In Jewish writings he is referred to as Aqilas (עקילס) and Onqelos (אונקלוס). Aquila's version is said to have been used in place of the Septuagint in Greek-speaking synagogues. The Christians generally disliked it, alleging that it rendered the Messianic passages incorrectly, but Jerome and Origen speak in its praise. Origen incorporated it in his Hexapla, alongside the Septuagint and the translations of Theodotion and Symmachus.

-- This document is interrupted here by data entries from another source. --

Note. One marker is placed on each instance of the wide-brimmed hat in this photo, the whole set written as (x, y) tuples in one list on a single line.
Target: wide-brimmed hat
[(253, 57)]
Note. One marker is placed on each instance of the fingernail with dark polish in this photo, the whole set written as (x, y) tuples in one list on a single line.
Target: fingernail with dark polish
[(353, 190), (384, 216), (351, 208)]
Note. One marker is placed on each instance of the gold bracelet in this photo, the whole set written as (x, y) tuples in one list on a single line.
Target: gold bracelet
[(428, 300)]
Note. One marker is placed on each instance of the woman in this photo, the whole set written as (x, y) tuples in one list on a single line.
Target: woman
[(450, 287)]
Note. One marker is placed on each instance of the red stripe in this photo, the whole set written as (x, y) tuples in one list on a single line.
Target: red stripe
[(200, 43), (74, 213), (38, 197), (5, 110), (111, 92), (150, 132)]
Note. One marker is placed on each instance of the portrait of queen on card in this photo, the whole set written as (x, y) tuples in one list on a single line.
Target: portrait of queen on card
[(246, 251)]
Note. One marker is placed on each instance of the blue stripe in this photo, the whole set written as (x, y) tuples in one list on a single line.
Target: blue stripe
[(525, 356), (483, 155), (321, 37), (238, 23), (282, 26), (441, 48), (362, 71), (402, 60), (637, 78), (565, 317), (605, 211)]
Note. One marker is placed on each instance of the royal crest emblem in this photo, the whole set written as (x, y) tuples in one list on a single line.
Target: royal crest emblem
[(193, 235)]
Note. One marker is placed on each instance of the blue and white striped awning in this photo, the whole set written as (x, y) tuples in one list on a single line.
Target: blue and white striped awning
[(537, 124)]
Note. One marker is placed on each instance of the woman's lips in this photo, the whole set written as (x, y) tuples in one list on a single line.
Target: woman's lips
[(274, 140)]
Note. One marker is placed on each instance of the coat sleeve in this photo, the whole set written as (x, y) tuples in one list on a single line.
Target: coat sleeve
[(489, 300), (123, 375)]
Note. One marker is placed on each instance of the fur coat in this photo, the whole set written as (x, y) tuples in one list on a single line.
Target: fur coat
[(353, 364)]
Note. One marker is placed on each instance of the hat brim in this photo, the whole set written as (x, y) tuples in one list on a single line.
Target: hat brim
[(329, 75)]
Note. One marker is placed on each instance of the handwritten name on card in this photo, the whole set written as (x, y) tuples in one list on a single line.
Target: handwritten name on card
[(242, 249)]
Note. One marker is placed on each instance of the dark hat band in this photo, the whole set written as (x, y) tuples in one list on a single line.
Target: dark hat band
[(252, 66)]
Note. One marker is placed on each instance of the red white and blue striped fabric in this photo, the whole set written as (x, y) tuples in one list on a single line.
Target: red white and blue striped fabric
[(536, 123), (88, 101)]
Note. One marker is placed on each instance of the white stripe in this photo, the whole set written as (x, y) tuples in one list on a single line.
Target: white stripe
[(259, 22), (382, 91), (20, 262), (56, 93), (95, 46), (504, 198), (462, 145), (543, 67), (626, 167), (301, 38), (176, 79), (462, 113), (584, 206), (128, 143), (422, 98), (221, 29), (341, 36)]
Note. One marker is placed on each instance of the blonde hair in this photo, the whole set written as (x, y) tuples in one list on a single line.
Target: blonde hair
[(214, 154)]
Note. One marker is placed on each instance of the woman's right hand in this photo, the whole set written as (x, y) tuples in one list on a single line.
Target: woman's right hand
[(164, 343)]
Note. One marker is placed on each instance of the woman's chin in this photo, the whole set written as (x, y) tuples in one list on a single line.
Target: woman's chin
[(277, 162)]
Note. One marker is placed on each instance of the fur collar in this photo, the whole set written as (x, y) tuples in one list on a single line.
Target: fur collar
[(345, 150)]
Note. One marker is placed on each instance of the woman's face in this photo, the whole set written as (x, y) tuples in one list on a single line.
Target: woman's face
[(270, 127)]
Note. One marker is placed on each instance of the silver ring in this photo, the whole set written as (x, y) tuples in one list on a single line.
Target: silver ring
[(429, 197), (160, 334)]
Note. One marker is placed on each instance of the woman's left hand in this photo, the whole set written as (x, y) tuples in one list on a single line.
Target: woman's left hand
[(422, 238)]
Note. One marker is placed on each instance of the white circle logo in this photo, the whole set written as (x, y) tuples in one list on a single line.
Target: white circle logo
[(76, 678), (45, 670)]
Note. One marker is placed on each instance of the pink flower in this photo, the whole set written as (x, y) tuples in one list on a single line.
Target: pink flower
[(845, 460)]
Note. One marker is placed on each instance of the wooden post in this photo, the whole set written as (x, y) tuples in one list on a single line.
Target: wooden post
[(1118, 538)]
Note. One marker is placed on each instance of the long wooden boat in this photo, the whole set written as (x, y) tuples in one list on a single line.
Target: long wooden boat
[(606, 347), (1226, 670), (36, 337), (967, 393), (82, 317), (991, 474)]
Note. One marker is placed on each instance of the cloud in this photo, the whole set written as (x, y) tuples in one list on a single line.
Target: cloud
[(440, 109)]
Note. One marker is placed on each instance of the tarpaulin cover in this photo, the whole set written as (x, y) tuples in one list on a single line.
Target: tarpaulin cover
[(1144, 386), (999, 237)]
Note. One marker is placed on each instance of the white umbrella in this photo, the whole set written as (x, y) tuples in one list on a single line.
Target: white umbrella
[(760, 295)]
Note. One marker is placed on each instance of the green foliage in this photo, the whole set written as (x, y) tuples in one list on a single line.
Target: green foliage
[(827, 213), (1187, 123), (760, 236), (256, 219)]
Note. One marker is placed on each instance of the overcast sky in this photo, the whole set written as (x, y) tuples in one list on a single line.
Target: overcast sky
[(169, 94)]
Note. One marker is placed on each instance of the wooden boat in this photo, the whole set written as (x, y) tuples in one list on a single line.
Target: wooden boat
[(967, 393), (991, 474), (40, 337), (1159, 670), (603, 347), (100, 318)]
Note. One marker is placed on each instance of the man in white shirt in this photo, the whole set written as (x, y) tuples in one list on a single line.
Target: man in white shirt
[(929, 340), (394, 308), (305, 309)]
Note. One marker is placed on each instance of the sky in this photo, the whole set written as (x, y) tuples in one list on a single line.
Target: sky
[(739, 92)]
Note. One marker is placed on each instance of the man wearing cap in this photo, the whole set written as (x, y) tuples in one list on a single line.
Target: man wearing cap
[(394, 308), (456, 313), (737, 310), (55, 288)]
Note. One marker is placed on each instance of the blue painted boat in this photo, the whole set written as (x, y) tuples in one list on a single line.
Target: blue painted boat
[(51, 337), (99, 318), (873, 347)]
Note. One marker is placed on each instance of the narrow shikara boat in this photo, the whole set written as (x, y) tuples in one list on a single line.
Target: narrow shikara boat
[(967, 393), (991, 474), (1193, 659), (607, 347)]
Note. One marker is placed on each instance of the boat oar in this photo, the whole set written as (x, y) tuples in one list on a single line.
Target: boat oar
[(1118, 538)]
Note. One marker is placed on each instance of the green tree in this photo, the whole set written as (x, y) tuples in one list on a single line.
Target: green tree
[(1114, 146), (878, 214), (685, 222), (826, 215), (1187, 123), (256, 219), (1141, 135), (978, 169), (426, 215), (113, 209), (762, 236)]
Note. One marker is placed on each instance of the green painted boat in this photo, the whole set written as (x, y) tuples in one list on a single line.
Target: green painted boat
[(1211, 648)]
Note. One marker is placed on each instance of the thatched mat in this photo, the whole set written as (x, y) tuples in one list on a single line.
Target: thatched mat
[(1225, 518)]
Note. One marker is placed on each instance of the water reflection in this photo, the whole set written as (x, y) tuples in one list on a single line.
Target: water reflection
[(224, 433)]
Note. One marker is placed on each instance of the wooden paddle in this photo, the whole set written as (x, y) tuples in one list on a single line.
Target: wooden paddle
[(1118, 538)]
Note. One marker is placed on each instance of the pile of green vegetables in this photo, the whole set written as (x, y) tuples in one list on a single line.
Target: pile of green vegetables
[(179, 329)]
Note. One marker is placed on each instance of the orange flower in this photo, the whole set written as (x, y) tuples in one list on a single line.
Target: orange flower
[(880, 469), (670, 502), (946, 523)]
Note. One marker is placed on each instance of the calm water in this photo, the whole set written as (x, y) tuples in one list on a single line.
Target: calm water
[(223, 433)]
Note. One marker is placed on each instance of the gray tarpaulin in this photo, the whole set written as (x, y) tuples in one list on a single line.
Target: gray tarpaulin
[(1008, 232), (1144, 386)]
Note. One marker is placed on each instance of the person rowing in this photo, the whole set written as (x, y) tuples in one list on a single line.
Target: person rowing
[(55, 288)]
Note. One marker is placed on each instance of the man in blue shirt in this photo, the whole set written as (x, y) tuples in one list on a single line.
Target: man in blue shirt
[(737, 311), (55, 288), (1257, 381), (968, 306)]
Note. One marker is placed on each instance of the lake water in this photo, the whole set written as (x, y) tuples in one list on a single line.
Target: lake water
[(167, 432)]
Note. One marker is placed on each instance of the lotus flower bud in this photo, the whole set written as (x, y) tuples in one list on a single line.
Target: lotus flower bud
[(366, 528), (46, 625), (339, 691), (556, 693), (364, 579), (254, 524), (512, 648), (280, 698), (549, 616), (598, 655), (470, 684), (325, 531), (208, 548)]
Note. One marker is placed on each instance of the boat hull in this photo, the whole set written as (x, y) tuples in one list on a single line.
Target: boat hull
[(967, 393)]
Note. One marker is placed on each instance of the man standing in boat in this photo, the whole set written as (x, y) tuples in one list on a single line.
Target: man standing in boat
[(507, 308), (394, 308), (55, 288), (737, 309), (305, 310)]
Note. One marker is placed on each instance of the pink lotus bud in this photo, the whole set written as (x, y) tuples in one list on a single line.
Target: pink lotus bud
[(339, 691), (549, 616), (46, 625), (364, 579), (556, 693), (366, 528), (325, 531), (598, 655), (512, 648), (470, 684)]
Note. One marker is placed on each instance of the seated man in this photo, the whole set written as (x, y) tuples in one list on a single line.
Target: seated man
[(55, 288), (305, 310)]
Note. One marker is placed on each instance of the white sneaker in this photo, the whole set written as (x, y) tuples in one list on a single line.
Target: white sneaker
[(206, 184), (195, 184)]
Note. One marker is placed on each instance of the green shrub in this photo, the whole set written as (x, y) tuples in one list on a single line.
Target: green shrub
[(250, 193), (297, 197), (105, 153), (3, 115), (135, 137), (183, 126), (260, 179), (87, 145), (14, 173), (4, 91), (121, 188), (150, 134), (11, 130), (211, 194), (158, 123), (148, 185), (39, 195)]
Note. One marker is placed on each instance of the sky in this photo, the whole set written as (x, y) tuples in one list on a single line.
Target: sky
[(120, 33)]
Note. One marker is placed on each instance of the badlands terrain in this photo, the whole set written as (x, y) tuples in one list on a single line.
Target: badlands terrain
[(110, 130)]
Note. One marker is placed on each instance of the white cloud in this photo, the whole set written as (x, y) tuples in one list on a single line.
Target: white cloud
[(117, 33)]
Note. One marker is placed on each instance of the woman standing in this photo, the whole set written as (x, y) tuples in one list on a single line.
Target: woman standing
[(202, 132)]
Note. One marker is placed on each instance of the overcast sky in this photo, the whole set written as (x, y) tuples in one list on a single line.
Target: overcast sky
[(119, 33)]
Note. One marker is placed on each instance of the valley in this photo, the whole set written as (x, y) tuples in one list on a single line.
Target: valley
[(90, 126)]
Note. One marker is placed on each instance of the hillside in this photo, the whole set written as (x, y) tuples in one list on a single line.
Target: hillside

The Hexapla were the only known extant fragments of the work until 1897 when fragments of two codices were brought to the Cambridge University Library. These have been published: the fragments containing 1 Kings 20:7-17; 2 Kings 23:12-27 (signed as Aq^{Burkitt}) by Francis Crawford Burkitt in 1897, those containing parts of Psalms 90-103 (signed as Aq^{Taylor}) by C. Taylor in 1899. A fuller discussion appears in the Jewish Encyclopedia.

The surviving fragments of this translation and other translations forming part of Origen's Hexapla are now being republished with additional materials discovered since Field's edition by an international group of Septuagint scholars. This work is being carried out at the Oxford Centre for Late Antiquity as The Hexapla Project under the auspices of the International Organization for Septuagint and Cognate Studies, and directed by Peter J. Gentry (Southern Baptist Theological Seminary), Alison G. Salvesen (University of Oxford), and Bas ter Haar Romeny (Leiden University).